I hope I understood your question right. :)
@@netsums Thanks!
Thank you for the great explanation. However, I'm encountering an issue. While all the settings appear to be correct and functional, I've noticed that when I attempt to work from home using my laptop, I'm not prompted to enter the MFA code. It's possible that I may have done so once, perhaps around 6 months ago. As a result, I can access my company's IP address without the need for MFA. Occasionally, I do receive a prompt asking for the MFA code, but if I cancel it, I'm still able to continue working without any interruption. Could you please advise on how I can adjust the settings to ensure that users are always required to enter the MFA code? Otherwise, users should not be able to access the trusted IP range.
What kind of authentication are you using? Ldap, Radius, Saml... ?
@@netsums Saml
@@netsums Saml
@@netsums SAML
update please?
I'm connected to the GlobalProtect VPN, but it is killing my internet speeds. I've reebooted my router as well as updating the firmware on it. Are there any fixes?
Maybe after connected to global protect you're sending all the traffic to your company? Try using the split tunnel function of the global protect gateway, so that you only send what you need through the vpn tunnel, and the rest gets sent to the internet locally.
Hi, you will not be needing the rule you created allowing GP-client to communicate with Portal. by default untrust to untrust is allowed intrazone rule" that is how the client is able to connect to the portal. Also, you can log your rules all you need to is click on the green gear it allows for you to override the existing implicit rules..
Thank you for your feedback.

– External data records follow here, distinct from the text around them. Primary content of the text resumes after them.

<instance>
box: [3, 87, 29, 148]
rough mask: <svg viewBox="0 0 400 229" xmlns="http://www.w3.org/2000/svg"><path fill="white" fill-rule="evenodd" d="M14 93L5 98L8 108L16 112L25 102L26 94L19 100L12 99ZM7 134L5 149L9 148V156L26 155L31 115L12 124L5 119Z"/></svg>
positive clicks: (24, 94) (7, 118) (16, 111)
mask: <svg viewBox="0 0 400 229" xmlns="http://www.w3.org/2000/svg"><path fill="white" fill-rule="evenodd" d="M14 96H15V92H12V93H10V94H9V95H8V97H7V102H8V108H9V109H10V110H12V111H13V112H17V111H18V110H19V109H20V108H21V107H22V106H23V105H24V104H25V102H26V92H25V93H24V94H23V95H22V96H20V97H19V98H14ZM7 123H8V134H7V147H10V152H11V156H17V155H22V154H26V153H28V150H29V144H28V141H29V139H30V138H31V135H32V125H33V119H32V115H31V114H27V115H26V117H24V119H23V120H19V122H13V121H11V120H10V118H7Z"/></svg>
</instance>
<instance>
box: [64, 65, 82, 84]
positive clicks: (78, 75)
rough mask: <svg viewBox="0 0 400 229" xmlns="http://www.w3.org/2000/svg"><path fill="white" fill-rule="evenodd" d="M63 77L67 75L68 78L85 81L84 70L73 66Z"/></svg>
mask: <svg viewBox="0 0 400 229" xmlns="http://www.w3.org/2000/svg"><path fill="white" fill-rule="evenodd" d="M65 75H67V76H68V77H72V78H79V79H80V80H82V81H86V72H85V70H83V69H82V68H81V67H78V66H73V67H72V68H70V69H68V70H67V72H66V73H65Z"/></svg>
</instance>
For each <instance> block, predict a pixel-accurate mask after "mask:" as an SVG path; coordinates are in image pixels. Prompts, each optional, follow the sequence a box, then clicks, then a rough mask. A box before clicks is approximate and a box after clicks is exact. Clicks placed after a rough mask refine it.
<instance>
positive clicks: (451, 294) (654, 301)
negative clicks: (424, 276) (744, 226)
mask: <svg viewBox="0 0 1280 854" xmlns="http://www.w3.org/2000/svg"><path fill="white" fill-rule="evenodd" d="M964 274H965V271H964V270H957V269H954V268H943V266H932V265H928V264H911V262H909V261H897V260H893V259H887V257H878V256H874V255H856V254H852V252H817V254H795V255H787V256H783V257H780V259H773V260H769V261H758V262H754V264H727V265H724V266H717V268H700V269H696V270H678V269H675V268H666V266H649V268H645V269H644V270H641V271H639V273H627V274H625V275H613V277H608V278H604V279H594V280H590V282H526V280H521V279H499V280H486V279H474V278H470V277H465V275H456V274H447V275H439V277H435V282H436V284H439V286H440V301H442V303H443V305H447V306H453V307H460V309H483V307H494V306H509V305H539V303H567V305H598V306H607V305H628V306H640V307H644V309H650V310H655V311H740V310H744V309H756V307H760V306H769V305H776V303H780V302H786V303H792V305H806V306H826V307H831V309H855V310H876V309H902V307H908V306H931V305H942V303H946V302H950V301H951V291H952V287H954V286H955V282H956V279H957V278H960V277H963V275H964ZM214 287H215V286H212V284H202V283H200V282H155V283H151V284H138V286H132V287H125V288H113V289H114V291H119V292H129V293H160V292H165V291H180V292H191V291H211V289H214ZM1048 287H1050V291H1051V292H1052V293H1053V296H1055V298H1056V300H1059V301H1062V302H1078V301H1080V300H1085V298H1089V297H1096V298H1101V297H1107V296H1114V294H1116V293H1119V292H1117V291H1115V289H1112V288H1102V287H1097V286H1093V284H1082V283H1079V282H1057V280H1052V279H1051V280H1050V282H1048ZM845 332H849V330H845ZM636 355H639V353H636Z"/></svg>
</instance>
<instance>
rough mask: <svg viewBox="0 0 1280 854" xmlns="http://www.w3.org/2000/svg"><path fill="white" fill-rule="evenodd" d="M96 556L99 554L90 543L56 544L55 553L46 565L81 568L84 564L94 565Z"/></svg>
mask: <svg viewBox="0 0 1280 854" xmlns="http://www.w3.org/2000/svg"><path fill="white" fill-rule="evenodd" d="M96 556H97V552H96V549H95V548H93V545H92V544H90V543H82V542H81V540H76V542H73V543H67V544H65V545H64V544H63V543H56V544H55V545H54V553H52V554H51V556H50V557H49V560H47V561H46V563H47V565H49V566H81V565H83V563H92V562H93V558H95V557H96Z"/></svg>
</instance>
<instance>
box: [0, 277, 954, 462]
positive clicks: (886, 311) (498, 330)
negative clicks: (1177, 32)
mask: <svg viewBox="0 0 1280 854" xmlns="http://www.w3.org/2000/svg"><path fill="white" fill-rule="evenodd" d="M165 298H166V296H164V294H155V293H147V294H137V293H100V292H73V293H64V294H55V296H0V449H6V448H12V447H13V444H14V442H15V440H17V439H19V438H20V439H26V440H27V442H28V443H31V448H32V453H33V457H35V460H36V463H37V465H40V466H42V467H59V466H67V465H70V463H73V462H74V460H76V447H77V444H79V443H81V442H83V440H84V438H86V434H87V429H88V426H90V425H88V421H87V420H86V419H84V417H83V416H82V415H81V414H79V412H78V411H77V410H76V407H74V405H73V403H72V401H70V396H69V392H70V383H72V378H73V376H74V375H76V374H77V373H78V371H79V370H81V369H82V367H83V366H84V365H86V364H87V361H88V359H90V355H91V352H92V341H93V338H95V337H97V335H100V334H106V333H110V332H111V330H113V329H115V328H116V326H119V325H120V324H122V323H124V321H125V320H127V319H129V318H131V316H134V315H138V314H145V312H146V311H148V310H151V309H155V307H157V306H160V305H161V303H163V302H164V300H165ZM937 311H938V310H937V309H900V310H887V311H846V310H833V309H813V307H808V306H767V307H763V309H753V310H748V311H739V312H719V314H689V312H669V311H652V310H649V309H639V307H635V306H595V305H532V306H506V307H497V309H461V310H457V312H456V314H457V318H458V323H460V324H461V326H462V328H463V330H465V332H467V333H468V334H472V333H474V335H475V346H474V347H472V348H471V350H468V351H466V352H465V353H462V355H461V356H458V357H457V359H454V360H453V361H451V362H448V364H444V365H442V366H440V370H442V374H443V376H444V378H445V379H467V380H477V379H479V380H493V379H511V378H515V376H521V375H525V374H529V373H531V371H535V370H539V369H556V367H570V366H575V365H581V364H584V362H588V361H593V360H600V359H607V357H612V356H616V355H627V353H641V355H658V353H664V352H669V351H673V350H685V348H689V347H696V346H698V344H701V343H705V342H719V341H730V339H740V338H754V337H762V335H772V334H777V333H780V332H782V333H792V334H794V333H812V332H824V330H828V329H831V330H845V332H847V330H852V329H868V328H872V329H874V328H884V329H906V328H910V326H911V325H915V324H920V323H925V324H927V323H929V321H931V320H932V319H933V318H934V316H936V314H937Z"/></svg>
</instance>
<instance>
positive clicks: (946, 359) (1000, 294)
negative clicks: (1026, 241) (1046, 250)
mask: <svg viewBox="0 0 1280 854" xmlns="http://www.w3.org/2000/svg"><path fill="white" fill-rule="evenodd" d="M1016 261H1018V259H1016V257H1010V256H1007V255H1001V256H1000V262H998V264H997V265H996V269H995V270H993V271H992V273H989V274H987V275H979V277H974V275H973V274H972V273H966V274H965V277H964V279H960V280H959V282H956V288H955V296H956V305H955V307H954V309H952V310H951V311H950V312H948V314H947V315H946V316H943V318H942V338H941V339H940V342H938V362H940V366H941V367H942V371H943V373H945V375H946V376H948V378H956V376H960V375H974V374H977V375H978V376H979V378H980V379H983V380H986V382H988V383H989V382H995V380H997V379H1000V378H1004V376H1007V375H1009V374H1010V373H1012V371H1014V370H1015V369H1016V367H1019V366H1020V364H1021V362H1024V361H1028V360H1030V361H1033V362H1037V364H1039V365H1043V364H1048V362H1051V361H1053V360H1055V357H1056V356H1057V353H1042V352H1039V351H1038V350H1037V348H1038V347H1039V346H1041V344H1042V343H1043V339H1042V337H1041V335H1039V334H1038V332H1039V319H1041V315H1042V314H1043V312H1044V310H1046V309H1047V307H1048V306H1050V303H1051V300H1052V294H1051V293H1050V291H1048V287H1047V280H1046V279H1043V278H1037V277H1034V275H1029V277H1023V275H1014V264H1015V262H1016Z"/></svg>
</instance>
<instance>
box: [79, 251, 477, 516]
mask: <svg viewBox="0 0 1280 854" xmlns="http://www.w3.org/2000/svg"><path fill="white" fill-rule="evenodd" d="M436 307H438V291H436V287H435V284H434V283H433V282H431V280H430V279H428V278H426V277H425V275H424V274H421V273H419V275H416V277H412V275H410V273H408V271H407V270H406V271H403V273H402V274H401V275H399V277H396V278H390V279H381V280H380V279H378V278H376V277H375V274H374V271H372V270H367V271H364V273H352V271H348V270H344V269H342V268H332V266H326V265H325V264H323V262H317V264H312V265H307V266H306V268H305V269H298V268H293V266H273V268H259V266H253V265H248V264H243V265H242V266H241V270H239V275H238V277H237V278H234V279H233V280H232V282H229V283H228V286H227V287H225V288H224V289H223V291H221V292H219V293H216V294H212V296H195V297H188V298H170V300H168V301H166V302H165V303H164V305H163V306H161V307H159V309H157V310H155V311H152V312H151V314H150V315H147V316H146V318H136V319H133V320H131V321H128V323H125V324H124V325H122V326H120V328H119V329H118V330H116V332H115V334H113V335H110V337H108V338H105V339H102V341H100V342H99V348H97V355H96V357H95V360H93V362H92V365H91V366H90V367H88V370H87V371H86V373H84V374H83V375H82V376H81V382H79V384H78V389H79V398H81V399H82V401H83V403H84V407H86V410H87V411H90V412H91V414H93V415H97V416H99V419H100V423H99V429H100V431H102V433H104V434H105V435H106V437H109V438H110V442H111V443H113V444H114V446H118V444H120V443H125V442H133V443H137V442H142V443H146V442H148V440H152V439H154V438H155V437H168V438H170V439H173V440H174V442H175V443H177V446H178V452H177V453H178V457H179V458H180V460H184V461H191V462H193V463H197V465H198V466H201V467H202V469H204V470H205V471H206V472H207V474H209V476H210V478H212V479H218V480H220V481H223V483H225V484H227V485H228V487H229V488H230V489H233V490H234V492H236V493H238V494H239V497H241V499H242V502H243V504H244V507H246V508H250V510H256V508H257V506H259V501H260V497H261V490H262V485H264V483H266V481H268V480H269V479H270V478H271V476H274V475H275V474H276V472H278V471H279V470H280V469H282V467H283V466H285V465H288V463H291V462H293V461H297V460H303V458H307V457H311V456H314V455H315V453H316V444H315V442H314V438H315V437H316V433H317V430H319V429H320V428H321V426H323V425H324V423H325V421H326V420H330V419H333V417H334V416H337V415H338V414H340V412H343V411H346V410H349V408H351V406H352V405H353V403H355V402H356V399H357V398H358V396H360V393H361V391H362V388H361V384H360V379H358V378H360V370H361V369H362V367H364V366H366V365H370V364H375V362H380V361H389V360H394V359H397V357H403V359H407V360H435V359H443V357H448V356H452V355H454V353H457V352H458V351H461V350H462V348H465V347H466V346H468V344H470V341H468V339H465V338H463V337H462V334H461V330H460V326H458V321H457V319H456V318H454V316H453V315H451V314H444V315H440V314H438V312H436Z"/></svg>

If I have a denyAny rule, I would need the rule to allow the GP client to communicate with the Portal or Gateway. But if I use an override for the default interzone rule as you suggested, than the rule would be needless, correct.
Hi, i don't understand where/how you configure the Google authentication.
Hi. The Radius server has to be configured to send back to the firewall a challenge after the user gets successfully authenticated using username/password. At the Radius server you configure the authenticator, scan the QRCode with your smartphone, etc. The whole configuration resides there. For this video I used privacyIDEA (www.privacyidea.org) as RADIUS.
Could you please help me?
I have EC2 windows server and i installed global protect on it and connect to server "palo alto FW"
When i login to windows via remote desktop the vpn connected successfully when i close the session of RDP the VPN is disconnected
You probably need to configure the Pre-Logon option on your portal configuration. Search for "Pre-Logon netsums" and you should find a video I made about this topic. You shouldn't configure your firewall exactly as I show in the video, but hopefully it will point you to the right direction. :-) let me know later if you managed to configure it.
@netsums thank you for your valuable session ❤️❤️ i will check and feedback
@netsums i had configured the pre login as you mentioned but i still have the same issue , i have read in the log of GP socket closed exit now
It is happening when i close the RDP
Sorry, I only saw your reply today. If you have Pre-logon (always-on) configured on your portal and the certificate is okay, when the user logs out of the RDP session, the EC2 server should keep connected through the user pre-logon.
What do you see on the Global Protect logs (under monitor)? Take a look also at the Global Protect client logs (mainly PanGPS, PanGPA and pan-gp-event-log, I think).
@netsums yes i have launched EC2
And after close the session EC2 connected using pre login
Note
When i relogined, it is reconnected and IPsec started counting again
Many thanks for your efforts and videos
Is there a link to download the file? without logging in please
You mean the GlobalProtect client? Officially no, you need to have a support account.